Касаюсь волос. Странное ощущение. Сейчас я ругаю себя. Эгоист. Я так рвался из серых облаков, что тело решило меня освободить, зная — зная, что, в отличие от меня, оно умрёт. Хм… а я считал его врагом. Тюремщиком. Палачом. Дотрагиваюсь до груди. Чуть слышно бьётся. Ты так и не научилось ненавидеть, в отличие от меня. Приподнимаюсь над телом. Ты более жив, чем я. Но — но раз ты без меня умрёшь, я буду с тобой до тех пор, пока ты больше не сможешь быть под этими тучами, моя оболочка. Моя скамья подсудимых. Моя строгая школа. Моя комната удовольствий. Моя подушка плача. Я.

Зарисовки жизни

Уже который час я смотрю в дверной глазок. Там, по ту сторону двери, в искажённом стеклом мире, меня не было. Я был здесь. За этой дверью. В мнимой безопасности этих тонких стен, мнимого довольства этой мнимой реальностью, которую я назвал зоной комфорта. Обезумев от собственной придуманной правды, я даже не придал значения тому, что в словосочетании «зона комфорта» ключевое слово — не «комфорт».

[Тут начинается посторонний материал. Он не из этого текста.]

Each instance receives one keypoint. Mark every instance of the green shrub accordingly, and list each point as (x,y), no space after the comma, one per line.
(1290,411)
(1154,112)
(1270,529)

Метровые истории. На здоровье

В последнее время мне нечасто доводится прокатиться в любимом мною метро. Сегодня — решился, и в этот раз моя книга с собой и полностью заряжена. В вагон входит парочка, о чём-то весело болтая. У девочки в руках — картина, завёрнутая в пупырчатый полиэтилен. Сижу, увлечённо читаю, краем уха улавливаю фоном их разговор, который вдруг обрывается. Слышу только чпоканье пупырышек и затылком ощущаю на себе взгляд. Поднимаю голову: на меня смотрит не одна пара глаз. Осматриваюсь, кто-то тихо угорает. И тут до меня доходит, что всё это время пупырышки продолжают лопаться. Опускаю вниз голову и понимаю, что я перелопал все пупырышки на чужом полиэтилене…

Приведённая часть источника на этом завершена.